As for the second, the ideal of spareness and plainness as representing something peculiarly American is reflected in some of the exquisitely poetic boxes made by Joseph Cornell (1903-73), such as The Hotel Eden, 1945–whose tiny strict architecture of white compartments suggests an unsullied purity, the spirit of an idealized New England. It exists strongly in some of the work of America’s greatest Modernist sculptor, David Smith (1906-65), particularly in his series of Cubi–welded stainless-steel boxes.

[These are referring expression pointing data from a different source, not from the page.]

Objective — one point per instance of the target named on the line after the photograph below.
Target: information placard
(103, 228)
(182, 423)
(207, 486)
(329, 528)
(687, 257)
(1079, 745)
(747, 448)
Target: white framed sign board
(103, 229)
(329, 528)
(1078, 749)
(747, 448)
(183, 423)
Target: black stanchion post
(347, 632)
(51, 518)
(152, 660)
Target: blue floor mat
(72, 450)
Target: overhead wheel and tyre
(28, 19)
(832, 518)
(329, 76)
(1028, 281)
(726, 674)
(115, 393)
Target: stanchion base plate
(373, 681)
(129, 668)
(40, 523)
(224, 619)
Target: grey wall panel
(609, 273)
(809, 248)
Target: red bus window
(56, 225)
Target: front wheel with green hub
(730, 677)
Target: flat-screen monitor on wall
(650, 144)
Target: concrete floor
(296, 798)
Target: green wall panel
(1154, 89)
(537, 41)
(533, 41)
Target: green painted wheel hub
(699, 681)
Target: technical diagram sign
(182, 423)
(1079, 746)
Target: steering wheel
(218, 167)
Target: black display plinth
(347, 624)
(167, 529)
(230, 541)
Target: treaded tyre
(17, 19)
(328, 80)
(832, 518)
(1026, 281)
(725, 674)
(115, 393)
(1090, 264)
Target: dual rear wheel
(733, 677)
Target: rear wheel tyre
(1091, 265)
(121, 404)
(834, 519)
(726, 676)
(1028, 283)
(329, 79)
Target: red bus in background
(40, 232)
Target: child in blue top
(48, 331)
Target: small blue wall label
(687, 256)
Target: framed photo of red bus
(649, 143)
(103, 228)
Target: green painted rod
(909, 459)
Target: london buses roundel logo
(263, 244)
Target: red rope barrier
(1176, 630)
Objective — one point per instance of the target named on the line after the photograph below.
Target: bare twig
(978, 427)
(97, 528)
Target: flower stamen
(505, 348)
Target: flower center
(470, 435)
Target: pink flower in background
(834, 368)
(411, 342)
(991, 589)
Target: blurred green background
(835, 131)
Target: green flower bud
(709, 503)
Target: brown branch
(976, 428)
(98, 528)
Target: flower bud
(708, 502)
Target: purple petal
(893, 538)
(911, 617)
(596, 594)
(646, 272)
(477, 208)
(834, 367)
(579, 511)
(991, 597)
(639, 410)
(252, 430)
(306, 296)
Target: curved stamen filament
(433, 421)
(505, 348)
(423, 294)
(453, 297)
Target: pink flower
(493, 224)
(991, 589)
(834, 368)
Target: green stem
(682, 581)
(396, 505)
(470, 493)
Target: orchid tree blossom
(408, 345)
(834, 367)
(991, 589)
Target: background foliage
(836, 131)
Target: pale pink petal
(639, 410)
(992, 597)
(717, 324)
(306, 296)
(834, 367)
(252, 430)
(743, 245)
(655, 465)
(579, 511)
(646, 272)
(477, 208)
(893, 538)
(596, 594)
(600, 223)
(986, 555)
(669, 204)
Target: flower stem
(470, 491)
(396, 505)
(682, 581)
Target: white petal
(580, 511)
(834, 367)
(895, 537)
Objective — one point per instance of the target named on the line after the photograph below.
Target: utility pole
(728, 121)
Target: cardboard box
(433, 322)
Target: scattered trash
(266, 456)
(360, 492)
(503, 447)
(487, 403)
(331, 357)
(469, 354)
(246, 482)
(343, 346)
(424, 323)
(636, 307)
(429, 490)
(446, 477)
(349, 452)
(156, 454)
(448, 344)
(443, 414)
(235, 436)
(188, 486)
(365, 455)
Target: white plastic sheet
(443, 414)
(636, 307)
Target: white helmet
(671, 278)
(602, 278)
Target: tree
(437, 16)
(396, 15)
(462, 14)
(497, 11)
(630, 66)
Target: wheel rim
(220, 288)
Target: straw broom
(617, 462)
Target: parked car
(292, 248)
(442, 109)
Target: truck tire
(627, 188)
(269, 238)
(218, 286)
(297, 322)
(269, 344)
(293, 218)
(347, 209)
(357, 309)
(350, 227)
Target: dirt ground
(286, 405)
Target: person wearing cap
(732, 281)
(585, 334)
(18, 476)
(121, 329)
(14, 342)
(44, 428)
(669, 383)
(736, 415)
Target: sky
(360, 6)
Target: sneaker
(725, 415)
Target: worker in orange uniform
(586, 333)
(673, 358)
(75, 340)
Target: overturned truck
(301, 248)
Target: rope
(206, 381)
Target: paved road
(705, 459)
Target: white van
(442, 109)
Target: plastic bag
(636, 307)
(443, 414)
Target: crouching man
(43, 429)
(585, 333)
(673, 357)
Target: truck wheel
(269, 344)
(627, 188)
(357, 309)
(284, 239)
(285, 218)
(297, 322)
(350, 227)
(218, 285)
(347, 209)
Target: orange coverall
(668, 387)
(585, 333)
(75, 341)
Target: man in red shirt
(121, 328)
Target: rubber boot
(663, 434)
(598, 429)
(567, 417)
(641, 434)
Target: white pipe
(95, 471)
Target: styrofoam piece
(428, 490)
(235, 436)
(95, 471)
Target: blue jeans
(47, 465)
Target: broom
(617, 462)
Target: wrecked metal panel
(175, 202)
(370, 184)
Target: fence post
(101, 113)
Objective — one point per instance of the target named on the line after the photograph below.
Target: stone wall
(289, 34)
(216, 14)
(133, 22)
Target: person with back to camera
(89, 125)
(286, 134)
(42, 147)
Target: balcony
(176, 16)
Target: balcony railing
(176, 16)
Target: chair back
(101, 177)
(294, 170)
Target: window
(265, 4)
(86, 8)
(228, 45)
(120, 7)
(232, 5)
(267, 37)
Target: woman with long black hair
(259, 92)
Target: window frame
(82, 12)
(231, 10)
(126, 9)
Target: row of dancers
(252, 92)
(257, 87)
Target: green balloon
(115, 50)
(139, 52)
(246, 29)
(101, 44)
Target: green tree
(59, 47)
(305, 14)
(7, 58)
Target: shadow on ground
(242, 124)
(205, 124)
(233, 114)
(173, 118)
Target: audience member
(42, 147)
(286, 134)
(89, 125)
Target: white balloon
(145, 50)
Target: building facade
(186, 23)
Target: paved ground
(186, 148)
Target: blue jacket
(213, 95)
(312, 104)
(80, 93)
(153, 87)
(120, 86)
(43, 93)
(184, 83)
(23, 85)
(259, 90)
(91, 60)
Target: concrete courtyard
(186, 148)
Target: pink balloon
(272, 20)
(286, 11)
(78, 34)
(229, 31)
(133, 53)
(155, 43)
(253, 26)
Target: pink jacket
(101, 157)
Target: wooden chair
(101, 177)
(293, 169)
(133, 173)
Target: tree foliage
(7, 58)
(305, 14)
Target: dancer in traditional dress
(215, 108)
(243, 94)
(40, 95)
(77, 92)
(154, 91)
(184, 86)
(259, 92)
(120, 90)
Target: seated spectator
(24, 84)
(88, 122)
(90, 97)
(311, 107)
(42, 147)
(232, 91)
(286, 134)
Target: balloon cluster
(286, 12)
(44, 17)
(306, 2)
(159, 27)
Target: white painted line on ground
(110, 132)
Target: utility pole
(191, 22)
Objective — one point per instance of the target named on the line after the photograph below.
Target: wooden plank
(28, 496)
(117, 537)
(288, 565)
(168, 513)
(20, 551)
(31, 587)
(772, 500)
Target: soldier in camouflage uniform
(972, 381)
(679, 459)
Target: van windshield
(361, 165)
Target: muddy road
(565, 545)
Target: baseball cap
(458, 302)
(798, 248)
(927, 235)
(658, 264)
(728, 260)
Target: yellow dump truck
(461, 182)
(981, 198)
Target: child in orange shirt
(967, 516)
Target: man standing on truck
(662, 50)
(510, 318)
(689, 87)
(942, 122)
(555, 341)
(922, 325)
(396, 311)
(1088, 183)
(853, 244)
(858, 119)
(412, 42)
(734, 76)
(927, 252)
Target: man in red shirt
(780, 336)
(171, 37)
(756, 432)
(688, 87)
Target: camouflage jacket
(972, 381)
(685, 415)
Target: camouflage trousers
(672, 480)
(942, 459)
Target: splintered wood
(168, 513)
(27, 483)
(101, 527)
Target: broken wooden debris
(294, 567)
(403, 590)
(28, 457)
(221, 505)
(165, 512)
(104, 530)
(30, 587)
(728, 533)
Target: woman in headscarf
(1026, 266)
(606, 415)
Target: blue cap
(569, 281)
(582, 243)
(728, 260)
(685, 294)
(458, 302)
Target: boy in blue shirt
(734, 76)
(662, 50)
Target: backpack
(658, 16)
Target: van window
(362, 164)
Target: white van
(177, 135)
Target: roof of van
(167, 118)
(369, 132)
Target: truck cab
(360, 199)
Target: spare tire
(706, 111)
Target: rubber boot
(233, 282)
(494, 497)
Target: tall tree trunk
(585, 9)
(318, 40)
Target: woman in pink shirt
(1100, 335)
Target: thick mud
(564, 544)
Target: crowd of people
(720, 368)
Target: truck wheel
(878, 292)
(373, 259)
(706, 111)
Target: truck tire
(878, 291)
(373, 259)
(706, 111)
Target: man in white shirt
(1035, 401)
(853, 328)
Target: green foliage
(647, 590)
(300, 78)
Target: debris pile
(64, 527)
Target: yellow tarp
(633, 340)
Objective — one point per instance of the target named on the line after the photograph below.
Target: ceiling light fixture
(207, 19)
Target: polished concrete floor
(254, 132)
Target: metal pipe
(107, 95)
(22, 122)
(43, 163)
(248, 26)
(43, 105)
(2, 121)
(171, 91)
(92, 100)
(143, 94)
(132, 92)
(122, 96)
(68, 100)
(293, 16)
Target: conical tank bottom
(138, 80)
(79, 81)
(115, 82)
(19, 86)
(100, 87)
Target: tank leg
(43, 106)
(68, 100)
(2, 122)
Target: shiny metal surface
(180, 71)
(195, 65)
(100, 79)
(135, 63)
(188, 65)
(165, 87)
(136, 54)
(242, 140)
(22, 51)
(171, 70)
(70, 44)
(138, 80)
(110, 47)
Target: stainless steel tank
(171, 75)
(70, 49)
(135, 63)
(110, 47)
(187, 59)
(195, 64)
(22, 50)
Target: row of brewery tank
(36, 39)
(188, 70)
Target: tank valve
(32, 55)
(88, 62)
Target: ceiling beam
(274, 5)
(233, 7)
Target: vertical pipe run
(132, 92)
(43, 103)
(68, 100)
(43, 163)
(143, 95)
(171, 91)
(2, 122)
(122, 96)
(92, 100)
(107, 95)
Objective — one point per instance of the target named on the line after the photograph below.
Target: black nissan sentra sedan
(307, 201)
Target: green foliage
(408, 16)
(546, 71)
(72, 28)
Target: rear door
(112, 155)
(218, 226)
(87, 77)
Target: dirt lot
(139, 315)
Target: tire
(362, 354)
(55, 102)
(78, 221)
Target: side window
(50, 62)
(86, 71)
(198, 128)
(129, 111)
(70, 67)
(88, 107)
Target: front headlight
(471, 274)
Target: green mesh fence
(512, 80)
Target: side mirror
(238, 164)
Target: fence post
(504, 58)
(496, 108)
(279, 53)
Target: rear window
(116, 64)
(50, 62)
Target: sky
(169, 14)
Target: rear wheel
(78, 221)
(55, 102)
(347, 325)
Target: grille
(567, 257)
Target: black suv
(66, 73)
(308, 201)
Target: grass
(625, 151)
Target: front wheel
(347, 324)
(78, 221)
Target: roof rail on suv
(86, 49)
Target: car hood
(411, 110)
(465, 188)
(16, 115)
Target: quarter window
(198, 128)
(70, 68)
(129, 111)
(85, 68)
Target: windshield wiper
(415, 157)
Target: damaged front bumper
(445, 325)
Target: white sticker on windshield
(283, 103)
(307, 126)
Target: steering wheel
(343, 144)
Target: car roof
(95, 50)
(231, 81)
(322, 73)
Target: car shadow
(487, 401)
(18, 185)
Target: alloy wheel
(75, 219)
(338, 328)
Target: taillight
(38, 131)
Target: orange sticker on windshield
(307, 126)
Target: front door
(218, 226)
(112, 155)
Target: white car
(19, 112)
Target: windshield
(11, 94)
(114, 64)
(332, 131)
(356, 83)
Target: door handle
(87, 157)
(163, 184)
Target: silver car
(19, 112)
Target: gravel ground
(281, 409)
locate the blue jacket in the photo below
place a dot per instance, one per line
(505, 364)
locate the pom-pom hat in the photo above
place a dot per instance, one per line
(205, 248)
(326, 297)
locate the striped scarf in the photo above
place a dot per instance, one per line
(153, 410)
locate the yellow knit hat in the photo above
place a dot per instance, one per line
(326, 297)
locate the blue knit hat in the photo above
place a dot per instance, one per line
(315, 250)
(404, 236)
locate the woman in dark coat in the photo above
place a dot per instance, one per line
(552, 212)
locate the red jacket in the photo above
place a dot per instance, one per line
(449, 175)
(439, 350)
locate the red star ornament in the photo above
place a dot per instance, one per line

One may see it very clearly in the work of a contemporary artist like Martin Puryear, created, at a very high level of craft, in wood.
But the most forceful recapitulation of the Shaker spirit of radical plainness is in the work of the sculptor Donald Judd (1928-94), particularly the polished-aluminum boxes he made in his last years. Judd was the doyen of “high” American Minimalism: inorganic materials, geometric rigidity, a don’t-touch address to the eye alone. His work’s denial of the sensuous is deeply American. Except that in its utter secularity, it represents only the husk of the impulses that lay behind earlier forms of American plainness.